Dr. Ideraabdullah earned her B.S. from Pennsylvania State University and her Ph.D. from UNC Chapel Hill. She completed her post-doctoral training at the University of Pennsylvania in Marisa Bartolomei’s lab, where she studied a phenomenon called “imprinting”.

We inherit two copies of each gene — a “dad copy” and a “mom copy”. For most genes, each copy gets expressed (transcribed into RNA and then translated into a protein) in equal amounts, meaning that we have a 50/50 mix of “mom protein” and “dad protein” for any given protein. However, a subset of genes are “imprinted” — only one parent’s protein gets made. Which parent’s protein is made is consistent across all people; imprinted genes are either always “maternally imprinted” or “paternally imprinted”. However, when those genes get passed to the next generation, the imprinting gets re-set: if I pass on the copy I inherited from my mom, it will be my kid’s “dad” copy.

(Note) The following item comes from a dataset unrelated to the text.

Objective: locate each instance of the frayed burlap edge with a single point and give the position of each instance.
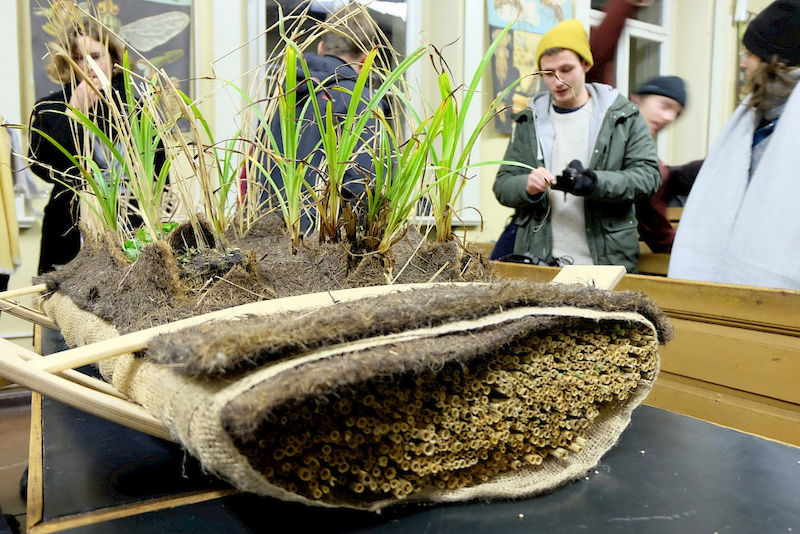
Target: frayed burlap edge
(190, 408)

That’s how we know that imprinting is not a genetic process that changes the DNA, but rather an “epigenetic” process that changes how the DNA functions. (“epi” means “on top of”, so you can think of “epigenetic” modifications as “sitting on the DNA”.)

A major mechanism by which this happens is called DNA methylation. Genes have a regulatory region at the front called the promoter, which helps transcription factors attach to the DNA and start transcribing that gene into RNA (turning the gene “ON”). However, if methyl groups are attached to the promoter of a gene, it blocks transcription factors from binding (turning the gene “OFF”). A methyl group is just a carbon atom attached to 3 hydrogen atoms, and it physically blocks anything from getting to the promoter, especially if there are a bunch of them clustered at the same promoter. For most genes, these methyl groups are added or taken away depending on what’s happening and which genes are needed, but for imprinted genes, one parent’s copy is permanently methylated.

(There’s a second mechanism of epigenetic modification called histone modification, which is more complicated. We know a lot about it, but it’s still a pretty hot topic of research.)

Dr. Iderabdullah is interested in how imprinting (and gene expression more generally) is related to nutrition: does what we eat affect DNA methylation? Nutrients like folate and vitamin B12 contain methyl groups that are “donated” to the DNA, so it would make sense that if we didn’t eat enough of those nutrients, we might have trouble methylating our DNA.

Sure enough, in a recent paper, Dr. Iderabdullah and her colleagues showed that when female mice were deprived on vitamin D, they had decreased DNA methylation of imprinted genes, and that this effect was seen in the next two generations of offspring, even after they gave them normal amounts of vitamin D.